Introduction

Balamuthia mandrillaris is a free-living amoeba (FLA) widely distributed in the environment of the warmer countries1. It is the causal agent of a chronic infection called Balamuthia amoebic encephalitis (BAE), and in some cases, skin lesions precede infection of the central nervous system (CNS)2. Additionally, it has been reported that this infection affects immunocompetent and immunocompromised people, and currently, more than 200 cases have been reported worldwide with a mortality rate > 90%, with most of these cases occurring in the United States and South America3. This high mortality rate is primarily due to the difficulty of obtaining an early diagnosis (when the disease may be manageable), coupled with the lack of specific drugs for B. mandrillaris infections; the current treatment consists of a combination of antimicrobials selected mostly empirically, resulting in few cases of survival at present4. For this reason, it is necessary to implement techniques that involve omic sciences in the study of this FLA to identify known protein domains for advancing to functional annotation and provide tools for the knowledge of the pathogenomics of this protozoan5.

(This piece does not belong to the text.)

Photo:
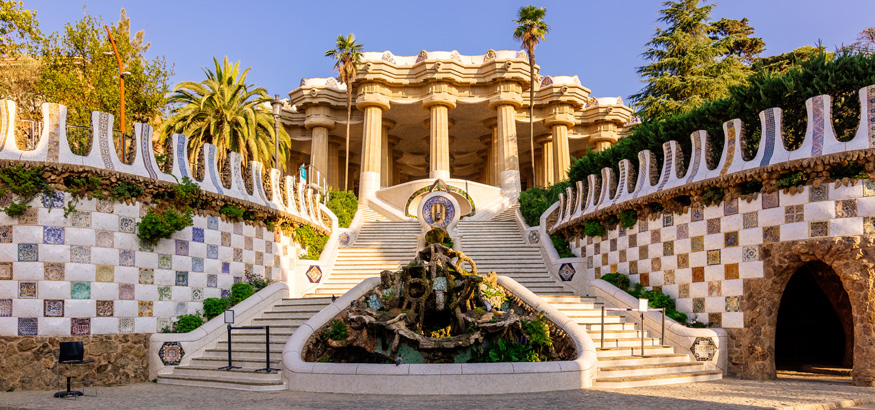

Currently, the genomic information of this microorganism is scarce, and only the mitochondrial genomes of different isolates have been annotated, with lengths ranging from 39.8 to 42.8 Kb, 2 ribosomal RNAs (rRNAs), 13 to 18 transfer RNAs (tRNAs), and 33 to 38 protein-coding sequences4, 6. In a recent study, the B. mandrillaris transcriptome was analyzed, approximately 40% of the predicted proteins were functionally annotated, and 15 target genes for new treatment approaches for B. mandrillaris infections were identified7. However, there is no complete annotated genome of this FLA in GenBank, and only two draft quality genomes are available for strains 2046 and V039, which vary in size from 44 to 68 Mb, respectively8, 9.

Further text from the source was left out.